How would you feel if your mom was about to die and you knew she wasn’t saved? How could you live with the fact after she’s gone? To think of her in the eternal agony?
Once I knew a young girl who refused to believe in God. She had one very heavy reason for that: She had lost her boyfriend via an accident and just could not think of him being in hell. At the time I felt that I understood her but didn’t really consider her reason valid. Because God is just and it is what it is and there’s no point for her going down there, too. But now… I think I need to think it over again.
I did talk to mom about God once. BAD mistake. She really made me regret that. And also made me pay for it again years later. So now that I’m anything but sure where I stand with God myself, there’s no way I can do that again – that is, unless God performs a serious miracle on that one. But, you know, a blind leading a blind and stuff.
However dysfunctional my relationship with mom is, she’s still my mom.

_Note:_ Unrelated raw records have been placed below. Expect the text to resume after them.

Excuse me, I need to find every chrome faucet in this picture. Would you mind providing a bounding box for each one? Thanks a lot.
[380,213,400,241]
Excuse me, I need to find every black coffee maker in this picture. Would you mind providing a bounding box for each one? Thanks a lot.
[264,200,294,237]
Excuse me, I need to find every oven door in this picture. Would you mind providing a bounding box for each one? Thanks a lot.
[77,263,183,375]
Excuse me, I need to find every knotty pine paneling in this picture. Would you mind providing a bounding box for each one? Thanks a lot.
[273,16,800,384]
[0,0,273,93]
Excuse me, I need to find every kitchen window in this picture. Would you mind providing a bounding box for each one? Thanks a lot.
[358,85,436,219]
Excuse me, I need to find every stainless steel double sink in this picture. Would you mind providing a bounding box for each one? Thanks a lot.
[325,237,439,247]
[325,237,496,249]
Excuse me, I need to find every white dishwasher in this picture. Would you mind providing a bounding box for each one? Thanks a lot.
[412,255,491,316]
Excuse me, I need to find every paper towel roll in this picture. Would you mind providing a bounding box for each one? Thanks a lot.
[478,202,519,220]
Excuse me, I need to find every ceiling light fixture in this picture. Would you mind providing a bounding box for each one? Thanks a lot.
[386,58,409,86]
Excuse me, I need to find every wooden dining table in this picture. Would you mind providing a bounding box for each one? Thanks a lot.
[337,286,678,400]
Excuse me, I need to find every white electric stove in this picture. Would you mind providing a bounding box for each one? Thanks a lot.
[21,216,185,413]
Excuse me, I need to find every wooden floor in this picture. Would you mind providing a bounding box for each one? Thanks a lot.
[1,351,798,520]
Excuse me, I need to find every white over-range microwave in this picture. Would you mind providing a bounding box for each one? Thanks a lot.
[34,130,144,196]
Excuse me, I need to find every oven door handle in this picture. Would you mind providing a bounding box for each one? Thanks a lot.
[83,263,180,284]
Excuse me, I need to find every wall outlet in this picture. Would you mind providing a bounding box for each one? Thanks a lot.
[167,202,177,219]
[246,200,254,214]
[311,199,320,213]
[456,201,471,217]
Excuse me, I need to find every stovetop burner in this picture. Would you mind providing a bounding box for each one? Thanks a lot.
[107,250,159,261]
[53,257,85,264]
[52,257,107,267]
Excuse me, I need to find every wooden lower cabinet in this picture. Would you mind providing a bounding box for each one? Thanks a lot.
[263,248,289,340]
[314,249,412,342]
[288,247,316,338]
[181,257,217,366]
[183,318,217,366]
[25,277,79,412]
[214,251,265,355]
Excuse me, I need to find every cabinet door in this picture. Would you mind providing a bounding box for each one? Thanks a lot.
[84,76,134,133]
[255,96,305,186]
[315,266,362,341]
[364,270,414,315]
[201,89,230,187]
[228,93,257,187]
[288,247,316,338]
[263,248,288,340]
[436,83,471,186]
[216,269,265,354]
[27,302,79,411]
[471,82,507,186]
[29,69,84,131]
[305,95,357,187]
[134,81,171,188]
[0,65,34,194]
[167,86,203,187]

And we’ve had some good times, too. But now her time is pretty much over. She may have days, maybe weeks, but I don’t think she’ll make it months anymore.
I’ve prayed to God to save her. I’ve asked God not to lose her no matter what and let me know where she’ll end up. Because I don’t think I could survive knowing she wasn’t saved. Or being unsure of that. Life is hard as it is, I don’t need that burden on top of everything.
And, I think God losing mom would be the final end of my life as a believer. But – I can’t just un-believe stuff that I know, so I suppose life would be pretty much impossible then. I don’t know. And I don’t want to find out what it would be like, either.